グラクソ・スミスクライン(GSK)は、22日から国内初の子宮頸癌ワクチン「サーバリックス」を発売し、日本でワクチン事業をスタートさせる。適正使用の観点から、予防ワクチンを十分に理解した医療機関のみに納入する予定で、産婦人科・内科・小児科向けのMR1200人を投入し、情報提供を進める方針だ。9日に都内で記者会見した代表取締役専務の平手晴彦氏は、「1年に1製品は新しいワクチンを投入したい」と表明。「サーバリックスの発売によって、遅れていた日本の予防医療の窓を開けたい」と意気込みを語った。

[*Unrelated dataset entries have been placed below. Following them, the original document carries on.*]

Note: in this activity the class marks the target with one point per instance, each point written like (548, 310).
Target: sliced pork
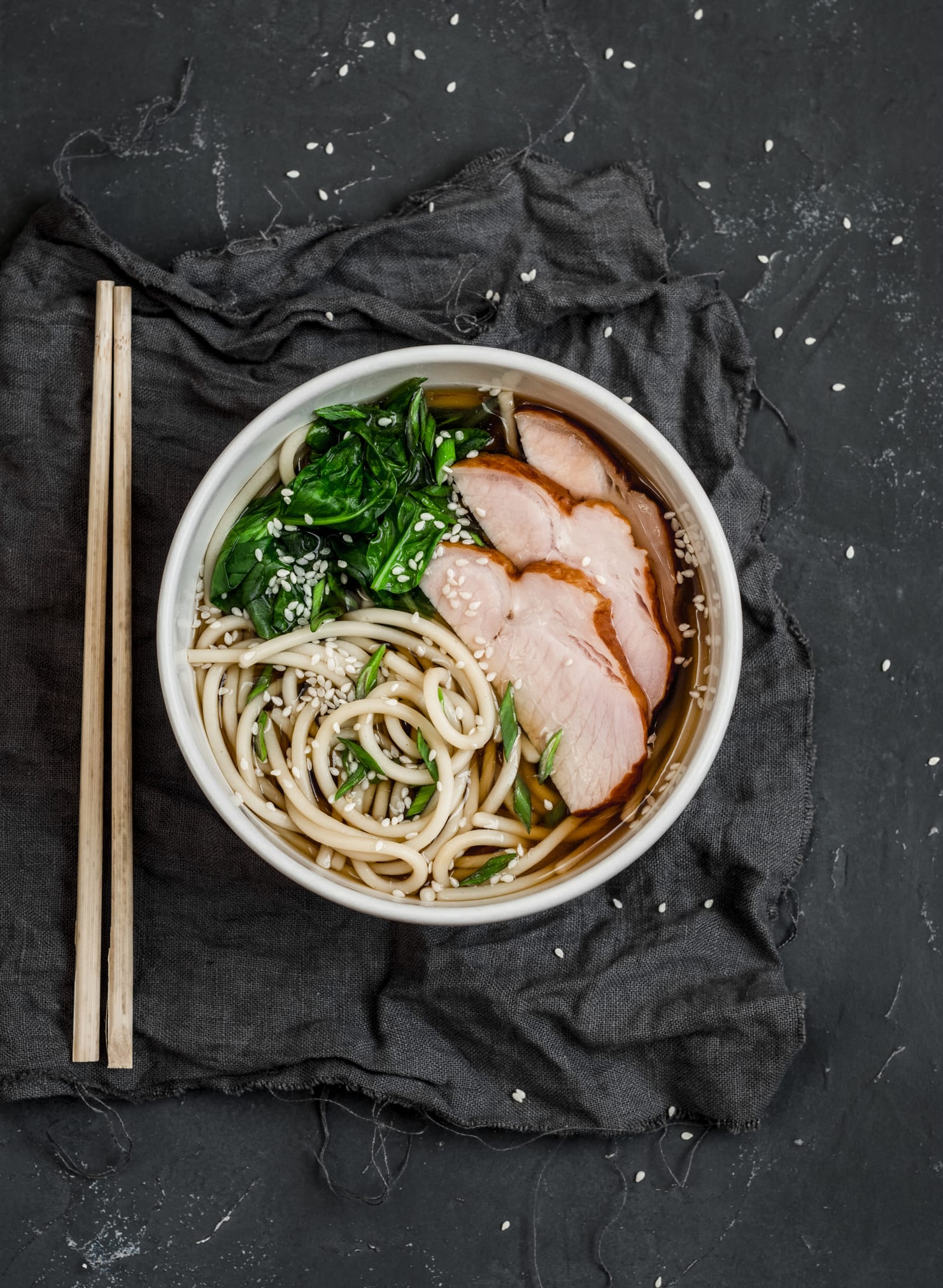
(564, 451)
(549, 630)
(531, 520)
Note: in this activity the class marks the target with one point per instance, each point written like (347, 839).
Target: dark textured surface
(655, 1000)
(848, 96)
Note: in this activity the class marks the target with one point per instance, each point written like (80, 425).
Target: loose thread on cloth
(124, 141)
(111, 1115)
(615, 1216)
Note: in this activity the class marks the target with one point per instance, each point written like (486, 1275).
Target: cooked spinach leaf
(508, 719)
(260, 684)
(495, 865)
(366, 681)
(546, 761)
(521, 800)
(420, 800)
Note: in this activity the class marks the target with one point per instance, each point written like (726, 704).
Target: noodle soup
(356, 704)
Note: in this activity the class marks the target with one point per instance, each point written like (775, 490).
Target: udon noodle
(375, 744)
(428, 682)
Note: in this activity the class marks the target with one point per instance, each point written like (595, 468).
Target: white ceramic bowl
(532, 379)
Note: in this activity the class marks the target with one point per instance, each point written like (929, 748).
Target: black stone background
(844, 1183)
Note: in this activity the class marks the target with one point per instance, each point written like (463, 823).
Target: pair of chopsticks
(111, 433)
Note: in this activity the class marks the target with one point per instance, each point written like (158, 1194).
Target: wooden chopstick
(119, 1017)
(88, 919)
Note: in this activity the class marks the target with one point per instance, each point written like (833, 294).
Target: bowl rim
(539, 900)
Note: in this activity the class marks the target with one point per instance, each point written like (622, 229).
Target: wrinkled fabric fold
(243, 979)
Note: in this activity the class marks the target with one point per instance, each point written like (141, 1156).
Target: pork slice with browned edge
(564, 451)
(531, 520)
(550, 633)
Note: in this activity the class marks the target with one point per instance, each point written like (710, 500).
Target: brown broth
(676, 719)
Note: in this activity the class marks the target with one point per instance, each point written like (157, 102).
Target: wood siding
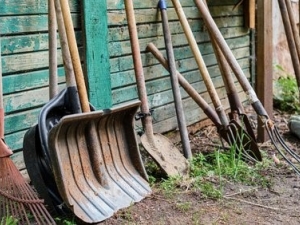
(24, 46)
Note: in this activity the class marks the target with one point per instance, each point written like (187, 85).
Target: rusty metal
(96, 162)
(239, 119)
(161, 149)
(234, 134)
(272, 131)
(17, 198)
(94, 155)
(226, 126)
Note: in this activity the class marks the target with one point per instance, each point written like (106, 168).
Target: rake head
(18, 201)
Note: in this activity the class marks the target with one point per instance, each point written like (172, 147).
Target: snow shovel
(35, 143)
(273, 132)
(174, 80)
(161, 149)
(237, 136)
(94, 155)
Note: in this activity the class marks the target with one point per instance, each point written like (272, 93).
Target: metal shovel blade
(96, 162)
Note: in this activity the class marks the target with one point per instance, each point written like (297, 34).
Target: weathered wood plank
(29, 7)
(155, 71)
(118, 17)
(25, 100)
(125, 62)
(30, 80)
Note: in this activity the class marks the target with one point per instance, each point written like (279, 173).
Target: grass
(209, 172)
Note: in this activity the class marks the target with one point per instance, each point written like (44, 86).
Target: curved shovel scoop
(96, 162)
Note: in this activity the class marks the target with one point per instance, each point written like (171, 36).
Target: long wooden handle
(53, 81)
(1, 99)
(252, 14)
(138, 68)
(200, 62)
(186, 86)
(75, 56)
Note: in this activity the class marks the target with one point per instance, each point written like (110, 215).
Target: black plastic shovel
(94, 155)
(35, 144)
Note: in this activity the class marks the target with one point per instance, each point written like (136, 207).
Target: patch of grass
(209, 171)
(183, 206)
(9, 220)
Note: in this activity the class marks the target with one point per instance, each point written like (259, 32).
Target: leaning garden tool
(237, 136)
(288, 22)
(35, 143)
(211, 114)
(174, 81)
(17, 198)
(163, 151)
(237, 110)
(94, 155)
(255, 102)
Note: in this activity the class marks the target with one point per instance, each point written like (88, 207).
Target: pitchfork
(272, 130)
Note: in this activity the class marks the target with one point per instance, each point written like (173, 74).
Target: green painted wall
(111, 80)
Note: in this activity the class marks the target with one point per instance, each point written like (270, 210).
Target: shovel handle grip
(75, 56)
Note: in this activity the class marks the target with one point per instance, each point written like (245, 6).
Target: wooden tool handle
(75, 56)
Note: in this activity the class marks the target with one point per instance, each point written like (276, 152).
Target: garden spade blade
(96, 162)
(95, 157)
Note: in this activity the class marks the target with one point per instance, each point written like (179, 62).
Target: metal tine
(271, 135)
(257, 105)
(290, 151)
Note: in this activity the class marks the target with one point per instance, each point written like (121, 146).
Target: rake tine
(241, 148)
(282, 142)
(271, 135)
(244, 152)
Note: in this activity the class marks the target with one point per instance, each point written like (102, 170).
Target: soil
(240, 204)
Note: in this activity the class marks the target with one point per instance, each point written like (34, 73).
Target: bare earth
(277, 204)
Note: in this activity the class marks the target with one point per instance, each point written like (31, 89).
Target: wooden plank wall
(23, 29)
(158, 82)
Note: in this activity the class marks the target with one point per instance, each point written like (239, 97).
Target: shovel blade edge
(96, 162)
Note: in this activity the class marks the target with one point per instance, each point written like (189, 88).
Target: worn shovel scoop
(95, 157)
(96, 162)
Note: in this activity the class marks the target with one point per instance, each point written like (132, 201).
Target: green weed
(9, 220)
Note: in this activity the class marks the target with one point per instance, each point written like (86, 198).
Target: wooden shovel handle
(75, 56)
(200, 62)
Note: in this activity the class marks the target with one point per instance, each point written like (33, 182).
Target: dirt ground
(241, 204)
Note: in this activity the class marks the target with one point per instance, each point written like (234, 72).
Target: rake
(18, 201)
(272, 130)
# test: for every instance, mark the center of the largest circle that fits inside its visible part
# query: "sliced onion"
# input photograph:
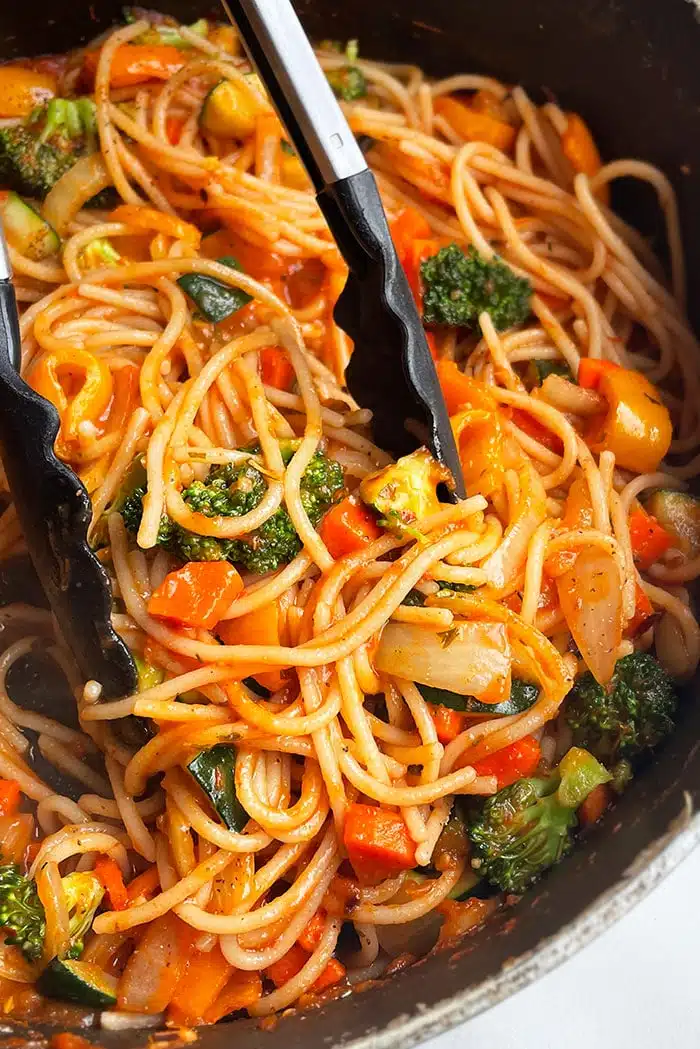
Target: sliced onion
(471, 659)
(591, 599)
(72, 190)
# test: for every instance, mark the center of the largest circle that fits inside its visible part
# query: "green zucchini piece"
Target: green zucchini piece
(81, 982)
(214, 770)
(538, 370)
(523, 694)
(679, 513)
(25, 229)
(214, 299)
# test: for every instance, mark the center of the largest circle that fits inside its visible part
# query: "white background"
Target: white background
(635, 987)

サーバリックスは、子宮頸癌の約6割に関連するヒトパピローマウイルス(HPV)の16型・18型に似せた粒子を、抗原として含めた2価ワクチン。10歳以上の女性に対し、1回0・5mLを半年間に3回接種することで、子宮頸癌の予防効果が期待できる。
既に世界101カ国で承認され、1100万回以上の接種実績があるが、国内では自由診療扱い。1本1万2000円、3回の接種で3万6000円の全額自己負担となるが、平手氏は「抗体価は約20年持続するため、年換算すると少ない負担で、子宮頸癌を予防できることを考えれば、十分に価値のあるワクチン」と意義を強調。「子宮頸癌がワクチンで予防できる時代に入ったことを喜びたい」と語った。

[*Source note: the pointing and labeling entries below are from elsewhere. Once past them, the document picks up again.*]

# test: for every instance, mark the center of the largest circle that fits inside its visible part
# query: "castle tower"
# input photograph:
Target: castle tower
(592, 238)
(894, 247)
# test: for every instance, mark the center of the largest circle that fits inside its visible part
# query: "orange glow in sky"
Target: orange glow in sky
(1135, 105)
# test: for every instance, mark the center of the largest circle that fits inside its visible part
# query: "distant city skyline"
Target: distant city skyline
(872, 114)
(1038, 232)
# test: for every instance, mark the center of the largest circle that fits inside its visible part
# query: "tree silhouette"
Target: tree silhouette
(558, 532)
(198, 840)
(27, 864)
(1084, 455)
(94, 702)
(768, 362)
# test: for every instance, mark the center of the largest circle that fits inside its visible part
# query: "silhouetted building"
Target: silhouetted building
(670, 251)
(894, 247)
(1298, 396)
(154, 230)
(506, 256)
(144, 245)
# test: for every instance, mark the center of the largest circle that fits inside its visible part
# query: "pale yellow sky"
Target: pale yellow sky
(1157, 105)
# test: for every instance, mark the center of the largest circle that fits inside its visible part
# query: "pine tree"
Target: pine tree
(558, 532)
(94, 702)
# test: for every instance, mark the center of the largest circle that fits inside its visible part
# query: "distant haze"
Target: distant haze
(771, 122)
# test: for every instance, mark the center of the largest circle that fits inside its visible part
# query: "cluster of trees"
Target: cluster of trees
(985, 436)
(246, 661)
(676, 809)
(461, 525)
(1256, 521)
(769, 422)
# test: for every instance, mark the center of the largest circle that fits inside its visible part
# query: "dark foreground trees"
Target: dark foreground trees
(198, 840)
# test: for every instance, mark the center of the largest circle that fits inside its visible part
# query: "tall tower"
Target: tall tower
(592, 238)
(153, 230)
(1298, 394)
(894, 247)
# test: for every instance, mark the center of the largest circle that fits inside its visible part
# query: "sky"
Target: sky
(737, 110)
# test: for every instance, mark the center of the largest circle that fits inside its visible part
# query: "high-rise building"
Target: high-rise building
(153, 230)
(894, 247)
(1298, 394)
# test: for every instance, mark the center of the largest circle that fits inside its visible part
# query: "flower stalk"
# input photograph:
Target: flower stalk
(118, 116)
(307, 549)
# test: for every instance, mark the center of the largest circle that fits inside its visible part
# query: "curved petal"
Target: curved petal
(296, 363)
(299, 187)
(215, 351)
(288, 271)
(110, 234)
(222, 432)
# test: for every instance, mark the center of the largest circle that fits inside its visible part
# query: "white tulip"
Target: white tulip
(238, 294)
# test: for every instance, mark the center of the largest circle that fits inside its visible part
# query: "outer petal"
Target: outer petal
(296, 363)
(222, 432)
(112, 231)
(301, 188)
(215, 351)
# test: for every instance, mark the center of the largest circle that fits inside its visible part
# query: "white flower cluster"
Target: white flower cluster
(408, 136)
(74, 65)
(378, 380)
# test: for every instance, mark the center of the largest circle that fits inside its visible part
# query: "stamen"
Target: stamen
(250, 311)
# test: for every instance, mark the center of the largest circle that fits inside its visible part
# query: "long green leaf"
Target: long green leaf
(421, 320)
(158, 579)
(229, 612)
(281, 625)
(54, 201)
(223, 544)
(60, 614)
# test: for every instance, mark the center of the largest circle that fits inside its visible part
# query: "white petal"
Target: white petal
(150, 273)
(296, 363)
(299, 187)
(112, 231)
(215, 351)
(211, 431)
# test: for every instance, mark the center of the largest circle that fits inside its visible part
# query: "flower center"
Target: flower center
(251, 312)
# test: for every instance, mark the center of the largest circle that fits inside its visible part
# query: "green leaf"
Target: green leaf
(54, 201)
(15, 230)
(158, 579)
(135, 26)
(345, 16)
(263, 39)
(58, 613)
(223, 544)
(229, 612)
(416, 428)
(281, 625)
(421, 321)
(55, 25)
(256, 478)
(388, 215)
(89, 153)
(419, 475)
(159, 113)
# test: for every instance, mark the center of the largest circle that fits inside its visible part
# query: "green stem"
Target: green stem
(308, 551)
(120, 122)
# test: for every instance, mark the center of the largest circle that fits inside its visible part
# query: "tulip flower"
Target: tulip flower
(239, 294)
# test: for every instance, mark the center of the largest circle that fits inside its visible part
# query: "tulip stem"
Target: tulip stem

GSKでは、サーバリックスが国内初の予防ワクチンとなることから、適正使用の徹底と正確な情報提供に取り組む方針だ。平手氏は「日本ではワクチンに対する理解が遅れているため、正しく使っていただくことが大事。メーカーとしても、正確な情報を提供していかなければならない」と述べ、産婦人科・内科・小児科の医師向けにMR1200人を投入し、適正使用を進めていく考えを示した。また、子宮頸癌、予防ワクチンの医療情報サイトやメールマガジンなど、医療従事者向けに情報提供を行うと共に、一般向けウェブサイトの開設、啓発冊子の発行などを通じて、市民への啓発活動を積極的に展開する。

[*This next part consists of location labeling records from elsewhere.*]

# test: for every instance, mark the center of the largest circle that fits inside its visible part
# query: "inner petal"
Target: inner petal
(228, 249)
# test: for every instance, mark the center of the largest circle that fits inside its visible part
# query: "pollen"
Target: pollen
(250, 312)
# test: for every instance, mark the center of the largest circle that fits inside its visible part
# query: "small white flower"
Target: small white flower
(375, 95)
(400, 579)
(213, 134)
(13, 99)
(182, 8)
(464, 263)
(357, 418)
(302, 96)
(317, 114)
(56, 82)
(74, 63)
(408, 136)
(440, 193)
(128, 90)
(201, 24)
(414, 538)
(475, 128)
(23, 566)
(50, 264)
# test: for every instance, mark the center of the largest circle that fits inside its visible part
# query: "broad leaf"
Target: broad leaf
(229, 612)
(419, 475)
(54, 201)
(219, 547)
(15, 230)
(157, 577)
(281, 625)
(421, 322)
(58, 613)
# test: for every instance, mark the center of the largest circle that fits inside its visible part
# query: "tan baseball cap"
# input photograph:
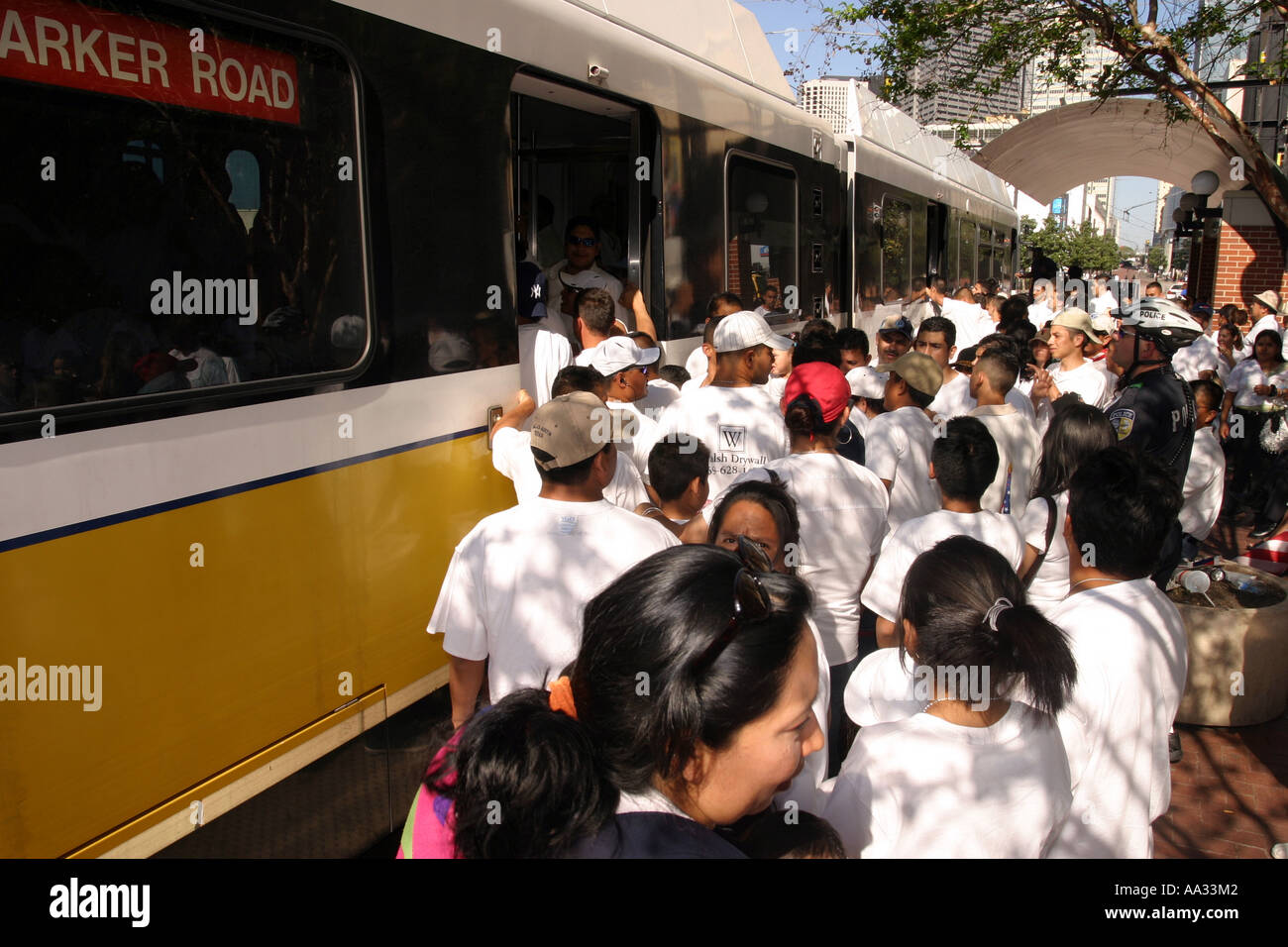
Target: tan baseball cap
(1078, 321)
(563, 431)
(919, 371)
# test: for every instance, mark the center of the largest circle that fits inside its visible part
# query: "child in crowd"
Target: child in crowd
(678, 482)
(1076, 433)
(962, 464)
(1205, 479)
(974, 774)
(684, 710)
(898, 444)
(992, 377)
(1129, 646)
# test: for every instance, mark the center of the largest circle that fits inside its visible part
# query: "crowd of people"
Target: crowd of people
(833, 595)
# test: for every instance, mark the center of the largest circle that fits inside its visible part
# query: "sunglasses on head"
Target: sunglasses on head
(751, 599)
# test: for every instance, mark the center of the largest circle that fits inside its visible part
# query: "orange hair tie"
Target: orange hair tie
(561, 697)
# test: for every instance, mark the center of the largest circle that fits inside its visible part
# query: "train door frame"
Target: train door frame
(590, 102)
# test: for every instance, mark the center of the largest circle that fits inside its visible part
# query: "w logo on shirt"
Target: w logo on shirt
(733, 438)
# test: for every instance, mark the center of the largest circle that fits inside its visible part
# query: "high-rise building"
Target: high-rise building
(962, 106)
(828, 97)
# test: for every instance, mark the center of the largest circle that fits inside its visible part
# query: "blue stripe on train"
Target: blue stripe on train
(86, 526)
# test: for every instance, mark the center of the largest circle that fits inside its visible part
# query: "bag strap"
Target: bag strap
(1037, 564)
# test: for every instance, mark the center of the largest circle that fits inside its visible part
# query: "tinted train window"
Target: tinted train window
(181, 208)
(966, 268)
(896, 250)
(761, 202)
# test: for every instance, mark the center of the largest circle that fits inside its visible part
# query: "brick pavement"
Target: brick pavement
(1231, 789)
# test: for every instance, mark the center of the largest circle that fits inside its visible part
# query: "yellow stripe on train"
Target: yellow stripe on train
(299, 585)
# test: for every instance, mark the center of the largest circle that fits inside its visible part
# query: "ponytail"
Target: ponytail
(526, 783)
(1031, 648)
(969, 609)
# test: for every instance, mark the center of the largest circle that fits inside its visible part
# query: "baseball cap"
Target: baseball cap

平手氏は、「日本の予防医療に忸怩たる思いを持ち続けてきたが、ようやく予防ワクチンを、日本で初めて発売できる時代になった」と心境を述べた上で、「サーバリックスの発売によって、遅れていた日本の予防医療の窓を開け、エポックメイキングとなった出来事と言われるようにしたい」と、予防医療の変革に向けた意気込みを語った。今後、GSKでは、1年に1製品のワクチン投入を目指し、ワクチン事業を本格的にスタートさせる考えだ。